Hi! On Wed, May 12, 2021 at 3:18 PM Sergei Golubchik <serg@mariadb.org> wrote:
Hi, Michael!
On May 12, Michael Widenius wrote:
revision-id: c80f867b0df (mariadb-10.6.0-78-gc80f867b0df) parent(s): eebebe8ef75 author: Michael Widenius <michael.widenius@gmail.com> committer: Michael Widenius <michael.widenius@gmail.com> timestamp: 2021-05-04 21:09:11 +0300 message:
MDEV-23844 Atomic DROP TABLE ... diff --git a/sql/sql_view.cc b/sql/sql_view.cc index e6d726b30d7..ff8aa55adef 100644 --- a/sql/sql_view.cc +++ b/sql/sql_view.cc @@ -1861,8 +1868,18 @@ bool mysql_drop_view(THD *thd, TABLE_LIST *views, enum_drop_mode drop_mode) not_exists_count++; continue; } + if (!first_table++)
yuck. so your "first_table" actually means "not_first_view", because when it's FALSE, it's the first view.
why not to rename it to "not_first_view" ?
I have renamed it to view_count. I prefer to use a counter as it is easer to set and test at the same time. Also, when debugging it also helps to see where one is.
+ { + if (ddl_log_drop_view_init(thd, &ddl_log_state)) + DBUG_RETURN(TRUE);
what about a crash here? the first entry is written, the second is not.

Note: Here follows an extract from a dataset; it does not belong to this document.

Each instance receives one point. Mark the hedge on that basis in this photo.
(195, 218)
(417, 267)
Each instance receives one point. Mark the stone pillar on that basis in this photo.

The init creates the bases for a set of views to drop. We do init once and then we only need to do ddl_log_drop_view for the rest. Most ddl_log operations has only one call. Only those that can have multiple operations, like drop or rename has an init call.
+ } + if (ddl_log_drop_view(thd, &ddl_log_state, &cpath, &view->db, + &view->table_name)) + DBUG_RETURN(TRUE);
<cut>
diff --git a/sql/log.cc b/sql/log.cc index 6e0a9706ec8..dba999054e4 100644 --- a/sql/log.cc +++ b/sql/log.cc @@ -10471,16 +10483,16 @@ int TC_LOG_BINLOG::recover(LOG_INFO *linfo, const char *last_log_name, bool last_gtid_standalone= false; bool last_gtid_valid= false; #endif + DBUG_ENTER("TC_LOG_BINLOG::recover");
if (! fdle->is_valid() || - (do_xa && my_hash_init(key_memory_binlog_recover_exec, &xids, - &my_charset_bin, TC_LOG_PAGE_SIZE/3, 0, - sizeof(my_xid), 0, 0, MYF(0)))) + (my_hash_init(key_memory_binlog_recover_exec, &xids, + &my_charset_bin, TC_LOG_PAGE_SIZE/3, 0, + sizeof(my_xid), 0, 0, MYF(0)))) goto err1;
- if (do_xa) - init_alloc_root(key_memory_binlog_recover_exec, &mem_root, - TC_LOG_PAGE_SIZE, TC_LOG_PAGE_SIZE, MYF(0)); + init_alloc_root(key_memory_binlog_recover_exec, &mem_root, + TC_LOG_PAGE_SIZE, TC_LOG_PAGE_SIZE, MYF(0));
I don't think these two changes are correct. do_xa is TRUE on crash recovery and FALSE on gtid state recovery on 5.5->10.0 upgade or if gtid state file was deleted.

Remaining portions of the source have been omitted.